GETTING PERSONAL:Women's Firms Put On Million-Dollar Path

10 May 2005
 
By Colleen DeBaise

NEW YORK (Dow Jones)--Within Denise Houseberg's reach is a milestone that few female entrepreneurs achieve: Her Frisco, Texas, business is close to surpassing $1 million in revenues.

Women are opening small businesses at a growth rate twice as fast as men, according to national statistics. Yet not as many women are breaking the so-called million-dollar barrier, a fact that Houseberg says "sets my hair on fire."

"You see the disparity," says Houseberg, whose online store MarketExpo.com for home and garden accessories cleared $775,000 in revenue last year. "We need the David Letterman 'Top 10' for why women don't own million-dollar businesses."

For female entrepreneurs, and increasingly, the financial-services firms that are working to groom them as customers, it's become the million-dollar question: What's keeping women back?

A national organization for women business owners, Count Me In, has launched a pilot program called Make Mine A $Million Business to explore the issue and push a select group of women entrepreneurs onto the fast track over the coming year.

"We are the first program to even articulate this," says Nell Merlino, co-founder of Count Me In. She speculates that women might have less access to capital than men, and less impetus to build million-dollar enterprises because of a lack of role models. "It certainly struck us that more women out there would want to do this if they could see the way to it."
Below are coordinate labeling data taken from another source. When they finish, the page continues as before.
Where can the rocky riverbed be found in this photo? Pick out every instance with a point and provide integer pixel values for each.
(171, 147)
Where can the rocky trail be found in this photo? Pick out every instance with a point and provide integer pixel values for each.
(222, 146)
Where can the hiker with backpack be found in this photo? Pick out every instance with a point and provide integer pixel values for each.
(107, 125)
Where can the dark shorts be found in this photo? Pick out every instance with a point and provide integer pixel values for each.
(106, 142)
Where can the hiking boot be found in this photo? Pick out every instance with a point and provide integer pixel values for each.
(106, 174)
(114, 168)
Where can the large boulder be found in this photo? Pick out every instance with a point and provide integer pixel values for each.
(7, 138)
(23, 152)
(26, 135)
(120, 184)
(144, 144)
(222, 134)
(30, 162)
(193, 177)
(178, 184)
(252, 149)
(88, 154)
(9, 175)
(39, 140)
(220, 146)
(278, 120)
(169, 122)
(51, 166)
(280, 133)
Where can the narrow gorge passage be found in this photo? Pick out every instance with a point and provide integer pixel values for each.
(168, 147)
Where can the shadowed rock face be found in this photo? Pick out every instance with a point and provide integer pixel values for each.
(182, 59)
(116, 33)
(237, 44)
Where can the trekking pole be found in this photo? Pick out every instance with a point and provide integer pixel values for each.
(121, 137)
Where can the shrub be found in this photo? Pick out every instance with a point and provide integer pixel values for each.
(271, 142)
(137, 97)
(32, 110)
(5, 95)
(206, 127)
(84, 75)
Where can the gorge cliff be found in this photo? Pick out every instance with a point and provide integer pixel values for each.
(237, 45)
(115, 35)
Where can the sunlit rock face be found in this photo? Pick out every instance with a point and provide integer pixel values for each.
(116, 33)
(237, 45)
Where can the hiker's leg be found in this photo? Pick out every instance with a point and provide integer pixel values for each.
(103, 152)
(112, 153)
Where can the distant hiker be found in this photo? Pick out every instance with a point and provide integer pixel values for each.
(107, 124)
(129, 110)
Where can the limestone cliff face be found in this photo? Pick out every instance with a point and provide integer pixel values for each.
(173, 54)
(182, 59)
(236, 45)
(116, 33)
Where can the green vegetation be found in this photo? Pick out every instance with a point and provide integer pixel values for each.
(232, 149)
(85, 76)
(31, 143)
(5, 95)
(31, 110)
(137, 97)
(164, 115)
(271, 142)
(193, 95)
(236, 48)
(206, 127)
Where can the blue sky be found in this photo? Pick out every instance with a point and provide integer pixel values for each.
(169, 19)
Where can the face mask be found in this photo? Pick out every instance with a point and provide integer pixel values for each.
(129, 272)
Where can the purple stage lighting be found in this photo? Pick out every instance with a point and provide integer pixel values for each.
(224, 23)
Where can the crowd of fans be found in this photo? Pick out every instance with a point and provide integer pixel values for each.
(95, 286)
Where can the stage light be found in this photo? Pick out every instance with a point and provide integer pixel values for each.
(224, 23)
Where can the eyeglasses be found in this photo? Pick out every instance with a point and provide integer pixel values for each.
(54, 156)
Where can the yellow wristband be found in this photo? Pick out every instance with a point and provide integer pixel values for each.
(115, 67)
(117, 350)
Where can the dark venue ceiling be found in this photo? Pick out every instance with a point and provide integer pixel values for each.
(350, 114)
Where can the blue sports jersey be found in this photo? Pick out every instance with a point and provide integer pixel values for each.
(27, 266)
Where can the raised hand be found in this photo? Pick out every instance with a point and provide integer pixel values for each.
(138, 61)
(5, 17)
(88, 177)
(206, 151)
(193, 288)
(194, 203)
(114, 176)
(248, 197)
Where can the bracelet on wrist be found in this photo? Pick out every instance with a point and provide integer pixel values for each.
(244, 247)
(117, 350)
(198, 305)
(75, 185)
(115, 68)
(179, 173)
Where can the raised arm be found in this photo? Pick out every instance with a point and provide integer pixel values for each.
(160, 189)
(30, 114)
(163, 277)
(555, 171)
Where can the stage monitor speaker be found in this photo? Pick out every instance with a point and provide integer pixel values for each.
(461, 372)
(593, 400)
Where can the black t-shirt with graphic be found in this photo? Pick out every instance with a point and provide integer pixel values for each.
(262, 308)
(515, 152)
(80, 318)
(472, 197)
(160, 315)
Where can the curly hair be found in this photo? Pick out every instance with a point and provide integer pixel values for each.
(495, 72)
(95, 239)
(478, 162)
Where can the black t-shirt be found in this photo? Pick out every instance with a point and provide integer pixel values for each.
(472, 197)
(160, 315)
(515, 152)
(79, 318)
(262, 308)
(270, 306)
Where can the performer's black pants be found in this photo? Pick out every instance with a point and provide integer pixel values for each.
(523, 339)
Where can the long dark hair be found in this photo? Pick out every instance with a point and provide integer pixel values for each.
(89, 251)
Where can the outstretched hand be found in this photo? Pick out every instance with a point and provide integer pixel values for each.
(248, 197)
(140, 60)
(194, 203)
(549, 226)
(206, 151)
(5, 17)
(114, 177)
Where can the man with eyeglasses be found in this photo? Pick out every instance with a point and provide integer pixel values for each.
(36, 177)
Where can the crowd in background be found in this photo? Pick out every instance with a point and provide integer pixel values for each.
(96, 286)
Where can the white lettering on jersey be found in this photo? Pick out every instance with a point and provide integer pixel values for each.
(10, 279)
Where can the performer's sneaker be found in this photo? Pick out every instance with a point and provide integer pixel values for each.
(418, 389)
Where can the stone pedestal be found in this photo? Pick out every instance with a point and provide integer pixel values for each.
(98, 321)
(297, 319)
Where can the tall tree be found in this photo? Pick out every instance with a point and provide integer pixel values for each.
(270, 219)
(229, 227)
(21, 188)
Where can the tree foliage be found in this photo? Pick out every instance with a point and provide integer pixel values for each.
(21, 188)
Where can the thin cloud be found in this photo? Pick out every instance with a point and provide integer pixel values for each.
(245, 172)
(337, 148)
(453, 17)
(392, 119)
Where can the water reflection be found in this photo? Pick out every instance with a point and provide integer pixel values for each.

The program, which provides loans up to $45,000 and a "dream team" of business coaches, is also sponsored by American Express Co. (AXP) and New York educational company Women's Leadership Exchange. Women business owners are chosen though contests in five major cities; Houseberg was one of the first three winners picked last month in Dallas. Another three winners are expected to be named Tuesday in Chicago.

Only 279,000 of 10.1 million women-owned businesses gross more than $1 million in revenue, according to the latest data, culled in 2002, from the Center for Women's Business Research. Earlier studies from the center show eight times as many men-owned businesses make $1 million or more in revenue.

"We want to bring more women past that threshold," says Lexi Brownell, director of the women's business initiative at American Express's small-business division, OPEN. "Women are the fastest-growing segment of the business economy....We want to be a part of their growth."

More banks are focusing attention on women-owned businesses, which generate $2.5 trillion in sales and spend $103 billion a year on major business services, such as human resources and information technology, according to the Center for Women's Business Research statistics. Notably, Wells Fargo & Co.'s (WFC) lending goal, begun in 2003, is $20 billion over 10 years to women-owned businesses. KeyCorp's (KEY) KeyBank announced in February that it would lend a minimum of $1 billion over the next three years to women business owners.

Yet, the financing might not be the magic solution. Leslie Grossman, co-founder of the Women's Leadership Exchange, says women tend to equate taking a loan with the business being in trouble. The pilot program will push the message "you take a loan because you're doing well and you're trying to do better," she says.

Another stumbling block for many women is the difficulty in juggling work and family life. "Women are under the misconception that if they grow their businesses bigger, it's going to take more of their time," Grossman says. "If you really know how to manage, how to delegate, and you hire the right people and you grow your business strategically, you will have more time in your life. That's one of the fears that has stopped women from growing their businesses."

Houseberg, the recipient of the Make Mine A $Million Business award, says she grew her online business by applying the same skills used to raise children. "When I got my head out of analysis and started trusting my own gut instincts, that's when I started to become successful," she says.

A graphic designer, Houseberg originally started the Web site in 1999 to sell a client's large line of decorative wallplates. She quickly found many clients whose voluminous lines of home and garden products couldn't all fit on traditional retailers' shelves. With the new line of credit and some mentoring, Houseberg expects to reach $1 million in revenues in the third quarter of this year.

She believes women are naturally less risk-taking than men. "Men do it - they build it, lose it, and do it again without batting an eye," she says. "Women need to understand we can do it too."